Actuellement 2200 collègues travaillent dans les RH.
Pour ce faire, les processus opérationnels seront réorganisés. Ceux qui sont caractérisés par des applications uniformes seront totalement centralisés. Des unités de gestion de comptes (AMC), 8 au total, seront créées au sein de la DG HR pour fournir à un groupe de DGs (8 au maximum) un soutien administratif dans la gestion journalière des RH. Chaque DG aura une fonction de correspondant opérationnel en matière de RH (avec 1 à 8 équivalent temps plein) pour les questions stratégiques.

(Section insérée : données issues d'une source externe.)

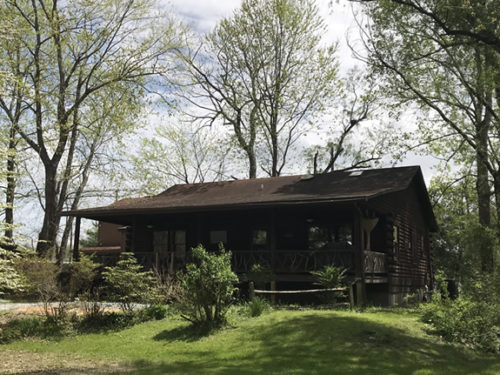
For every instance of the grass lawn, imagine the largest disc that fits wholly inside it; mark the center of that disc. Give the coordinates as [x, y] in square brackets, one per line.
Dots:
[281, 342]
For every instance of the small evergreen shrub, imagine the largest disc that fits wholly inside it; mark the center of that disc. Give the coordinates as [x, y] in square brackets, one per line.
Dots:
[260, 275]
[207, 287]
[330, 277]
[128, 284]
[153, 312]
[257, 306]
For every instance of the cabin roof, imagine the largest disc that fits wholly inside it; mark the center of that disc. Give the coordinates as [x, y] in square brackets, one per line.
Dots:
[330, 187]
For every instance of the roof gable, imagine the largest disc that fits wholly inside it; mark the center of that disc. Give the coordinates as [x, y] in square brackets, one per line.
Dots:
[335, 186]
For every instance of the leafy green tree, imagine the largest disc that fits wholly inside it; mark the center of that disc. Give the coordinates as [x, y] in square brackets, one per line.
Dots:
[179, 153]
[208, 287]
[76, 50]
[434, 55]
[265, 73]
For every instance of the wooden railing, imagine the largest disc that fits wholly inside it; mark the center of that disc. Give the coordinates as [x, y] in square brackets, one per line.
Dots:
[374, 262]
[291, 261]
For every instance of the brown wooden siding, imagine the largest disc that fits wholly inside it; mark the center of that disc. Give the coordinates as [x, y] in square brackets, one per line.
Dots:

Comment sont répartis les 2200 postes concernés? 55% dans le « corporate HR » (HR (553 postes), PMO (455), EPSO (139), CDP-OSP (47)), 34% dans les « local HR » et 11% dans les « corporate equivalent » (ex : service du Médiateur au SG, bureau des stagiaires à la DG EAC).
- Faire toujours plus avec toujours moins
Trouvez-vous qu’il y a trop de personnes au PMO actuellement avec la pression que ces collègues subissent dans ces services ? Pensez-vous que la demi-douzaine de personnes travaillant avec le Médiateur soit exagérée ? La réponse est clairement NON!
En ce qui concerne les services RH dans les DGs, ils représentent 34% des 2.200 postes, soit 748 équivalent temps plein.
La réforme vise à supprimer 380 postes, soit plus de 50% de réduction des effectifs RH dans les DGs.
- Des services déshumanisés
Pour pallier la réduction des ressources, de nouveaux services avec des réponses standard seront créés, le « e-SEP »(e-Single Entry Point). Un nouveau call-center ?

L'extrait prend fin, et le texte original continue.